Judge blames baby Ava's daycare death on De Lille's old department

03 July 2017 - 18:44
By Dave Chambers
Ava Barley Picture: Supplied
Ava Barley Picture: Supplied

The Western Cape government is to blame for the death of a baby at an unregistered daycare centre‚ a judge has found.

Five-month-old Ava Barley was asphyxiated after she rolled off a bed at a Cape Town daycare in 2010‚ and Judge Daniel Dlodlo found that despite its excuses and “bald denials” of responsibility the social development department was liable to pay damages to her parents‚ Craig and Riette.

The Barleys also won a negligence case against the owner of Aunty Dawn’s Daycare Centre in Pinelands‚ Dawn Moore‚ but the court heard that she had emigrated to the UK and ignored a summons served on her there.

 “She’s done a runner‚” Craig Barley said adding that he and his wife were relieved by Friday’s judgment in the High Court in Cape Town but had not yet felt emotionally ready to read it.

Barley said the couple “lost everything in one day” on October 14‚ 2010‚ when Moore found Ava’s body trapped between her double bed and bedside table 45 minutes after putting her to sleep between some pillows.

“After the accident we packed all our stuff up and within two days we were in Hermanus with my folks‚” he said.

“We can’t come back to Pinelands because of the memories. We both gave up our jobs and my wife has not worked again because we can never send any of our kids back to daycare.”

Since Ava’s death‚ the Barleys have had two more daughters — Erin‚ 5‚ and Eve‚ 1 — and their eldest child‚ Chloe‚ is now 10. “We’ve been very blessed‚ but we had to go to court to help other parents‚” said Craig.

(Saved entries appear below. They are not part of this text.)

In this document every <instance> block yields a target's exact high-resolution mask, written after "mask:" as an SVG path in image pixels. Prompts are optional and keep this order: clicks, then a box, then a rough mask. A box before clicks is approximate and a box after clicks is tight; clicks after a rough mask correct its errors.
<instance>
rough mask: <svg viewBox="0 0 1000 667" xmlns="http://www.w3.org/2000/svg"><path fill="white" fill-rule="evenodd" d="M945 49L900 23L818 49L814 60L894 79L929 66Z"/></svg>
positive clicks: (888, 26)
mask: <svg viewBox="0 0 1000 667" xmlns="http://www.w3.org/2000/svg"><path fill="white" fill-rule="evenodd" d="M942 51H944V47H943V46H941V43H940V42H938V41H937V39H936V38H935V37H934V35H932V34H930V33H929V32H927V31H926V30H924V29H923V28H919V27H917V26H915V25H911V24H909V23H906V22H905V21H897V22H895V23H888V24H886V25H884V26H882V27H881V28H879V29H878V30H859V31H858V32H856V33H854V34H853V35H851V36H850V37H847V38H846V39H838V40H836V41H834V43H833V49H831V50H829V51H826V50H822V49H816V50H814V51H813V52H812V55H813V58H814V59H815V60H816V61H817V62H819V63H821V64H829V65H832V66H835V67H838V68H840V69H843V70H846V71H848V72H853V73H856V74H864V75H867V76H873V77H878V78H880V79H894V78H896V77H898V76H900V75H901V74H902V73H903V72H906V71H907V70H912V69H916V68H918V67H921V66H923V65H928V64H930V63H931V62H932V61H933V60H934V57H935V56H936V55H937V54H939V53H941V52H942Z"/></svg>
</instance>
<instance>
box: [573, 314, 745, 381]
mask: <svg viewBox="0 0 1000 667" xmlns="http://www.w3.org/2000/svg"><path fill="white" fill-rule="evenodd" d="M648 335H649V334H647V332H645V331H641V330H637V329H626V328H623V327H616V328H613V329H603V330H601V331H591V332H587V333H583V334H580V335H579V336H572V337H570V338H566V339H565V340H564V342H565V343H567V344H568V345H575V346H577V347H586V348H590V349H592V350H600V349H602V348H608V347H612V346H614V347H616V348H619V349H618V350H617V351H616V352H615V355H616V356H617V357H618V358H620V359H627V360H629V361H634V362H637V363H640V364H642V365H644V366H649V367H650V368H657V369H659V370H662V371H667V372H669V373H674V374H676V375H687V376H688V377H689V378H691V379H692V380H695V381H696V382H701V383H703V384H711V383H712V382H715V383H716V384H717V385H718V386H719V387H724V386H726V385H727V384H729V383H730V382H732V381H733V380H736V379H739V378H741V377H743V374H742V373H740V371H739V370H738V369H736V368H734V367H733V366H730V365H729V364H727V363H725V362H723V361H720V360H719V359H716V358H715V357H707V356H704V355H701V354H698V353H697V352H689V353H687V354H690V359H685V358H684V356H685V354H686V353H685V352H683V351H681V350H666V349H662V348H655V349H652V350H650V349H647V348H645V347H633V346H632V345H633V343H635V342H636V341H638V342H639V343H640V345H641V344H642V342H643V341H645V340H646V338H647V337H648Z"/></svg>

“We want to draw attention to how daycares are run. You walk into a place‚ it looks legit‚ there are certificates on the wall‚ there’s a website‚ but it turns out that it’s actually dangerous.

“Only after a horrible accident like what happened to Ava do you realise what’s actually going on.”

In his judgment‚ Dlodlo said Moore applied to the social development department for registration of her daycare in February 2008 but received no more than an acknowledgment. By the time of Ava’s death‚ she was looking after 15 babies and toddlers but had only three cots.

Neither Moore nor her only employee‚ a domestic worker‚ had qualifications or training to look after infants or toddlers‚ and investigations after Ava’s death uncovered “severe health and safety risks”.

Patricia de Lille‚ MEC for social development at the time‚ announced a six-month amnesty for more than 2 000 unregistered daycares in the Western Cape after Ava’s death‚ saying: “The amnesty period represents an opportunity for all of us — government‚ creche owners and parents alike — to start complying with the Children’s Act‚ which is there to protect and nurture our children.”

But expert witness Terrance November‚ a social worker at the Early Learning Resource Unit in Lansdowne‚ told Dlodlo that the Western Cape still had numerous unregistered daycares. The law said applications should be dealt with in six months‚ he said‚ but some creches had been waiting five years.

November said on Monday that lawyers had advised him not to comment further. Sihle Ngobese‚ spokesman for social development MEC Albert Fritz‚ said he was unable to respond to detailed questions because the judgment was still being studied. The department has 30 days to appeal.

Dlodlo said the department’s arguments in court had “significant shortcomings”. And in spite of Ava’s death‚ “I find it completely strange and unacceptable that on 31 January 2013 (some five years after first applying for registration)‚ Moore’s attorneys were still desperately trying to get the department to register her early childhood development facility”.

He added: “The department’s failure to comply with its statutory duties seriously compromised the care and safety of the children at (Aunty Dawn’s)‚ and this caused or materially contributed towards the death of Ava.

“The department’s failure resulted in a breach of Ava’s fundamental right to the safety and security of her person. This failure thus infringed Ava’s most fundamental right to life.

“I state categorically that the department did not present sufficient evidence to demonstrate that there were resource constraints which justified its failure to act.”

At the time of Ava’s death‚ Moore said: “I loved her to bits. I used to kiss and cuddle her constantly. She was a sweet‚ gorgeous baby. I am terribly distraught at what happened.

“When I discovered her on the floor I immediately started cardio-pulmonary resuscitation. When the paramedics arrived they continued.”

Another court hearing will decide the damages the Western Cape government and Moore must pay to the Barleys.